Illustration d'un ferry de la SNCM, le 6 janvier 2014 à Marseille. — Alain ROBERT/APERCU/SIPA

La direction de la SNCM a de nouveau présenté mardi lors d'une réunion en préfecture le redressement judiciaire comme option privilégiée pour sortir de l'ornière la compagnie maritime en difficulté, condamnée par Bruxelles à rembourser 440 millions d'euros.

«Cela fait partie des problématiques que nous aurons à traiter dans les semaines et dans les mois qui viennent, en sachant qu'il y a toujours des discussions entre l'Etat et Bruxelles, ces discussions dicteront notre positionnement», indique Olivier Diehl, le président du directoire de la compagnie.

«Simplifier les structures»

L'option du redressement judiciaire a la faveur de l'actionnaire majoritaire Transdev et de l'Etat. Ils estiment qu'elle est la seule solution pour s'affranchir des condamnations de Bruxelles. La Commission européenne demandée remboursement de 440 millions d'euros d'aides indûment perçues, selon Bruxelles.

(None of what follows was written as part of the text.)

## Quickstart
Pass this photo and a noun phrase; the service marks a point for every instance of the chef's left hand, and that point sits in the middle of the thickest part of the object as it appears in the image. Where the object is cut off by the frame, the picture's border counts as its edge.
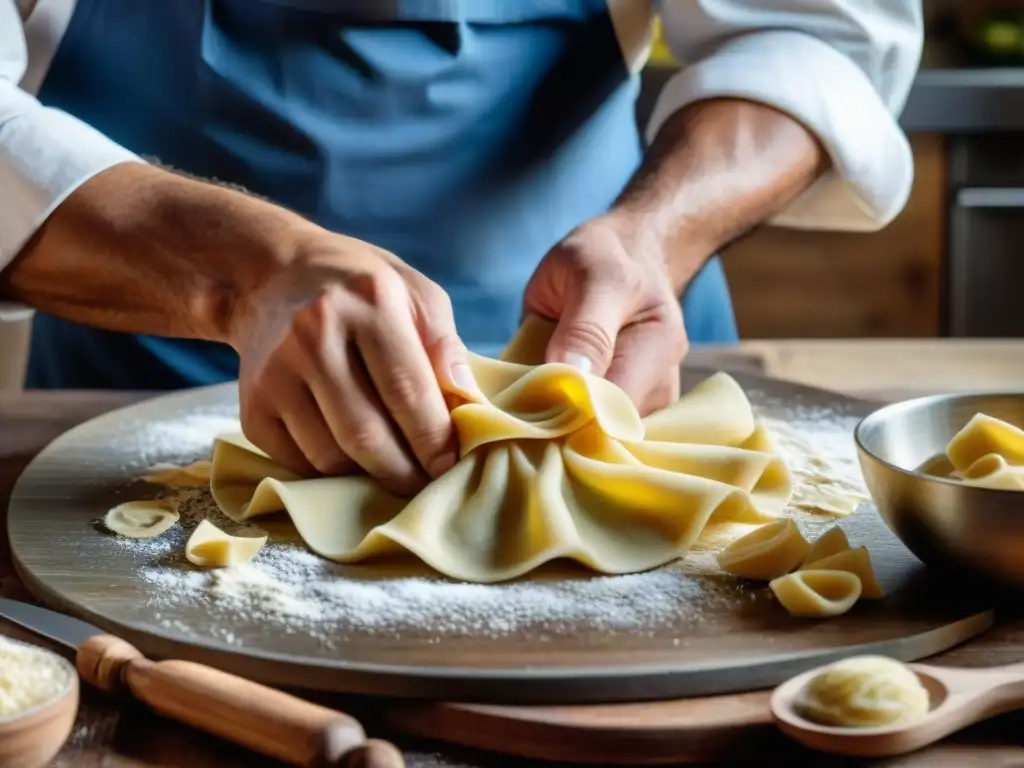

«Aucun repreneur ne viendra s'il n'y a pas une fiabilité retrouvée. Il faut simplifier les structures, et surtout s'occuper de nos clients», estime Olivier Diehl.

«Envoyer une des plus grosses compagnies maritime au tapis»

«Il n'y a pas de solution dégagée pour l'instant. Le redressement judiciaire demeure un point de débat», nuance Gilles Bélier, le médiateur nommé par le gouvernement.

Pour Frédéric Alpozzo, le représentant de la CGT marins, «il n'y a rien qui légitime le redressement judiciaire». Il est «erroné» de dire que la compagnie était condamnée à payer immédiatement les 440 millions réclamés par Bruxelles, selon lui.

«Nous allons mettre en œuvre tous les moyens à notre disposition, juridiques, politiques et, si nécessaire, le rapport de force pour que le gouvernement revienne à la raison», prévient le représentant CGT.

«Malheureusement ce soir je reste pessimiste, estime Pierre Maupoint de Vandeul, le représentant de la CFE-CGC. Aujourd'hui aucun des acteurs autour de la table n'est en mesure de nous apporter des garanties, sur la transmissibilité juridique de la délégation de service public et sur l'effacement de passif», ajoute-t-il, craignant que le redressement judiciaire n'aboutisse «à envoyer une des plus grosses compagnies de navigation françaises au tapis».

Deux nouvelles réunions sont programmées les 7 et 28 octobre, dans le cadre de ce processus enclenché en juillet par le médiateur du gouvernement pour sortir d'une grève de 17 jours ayant paralysé le trafic de la compagnie entre la Corse et le continent en pleine saison touristique.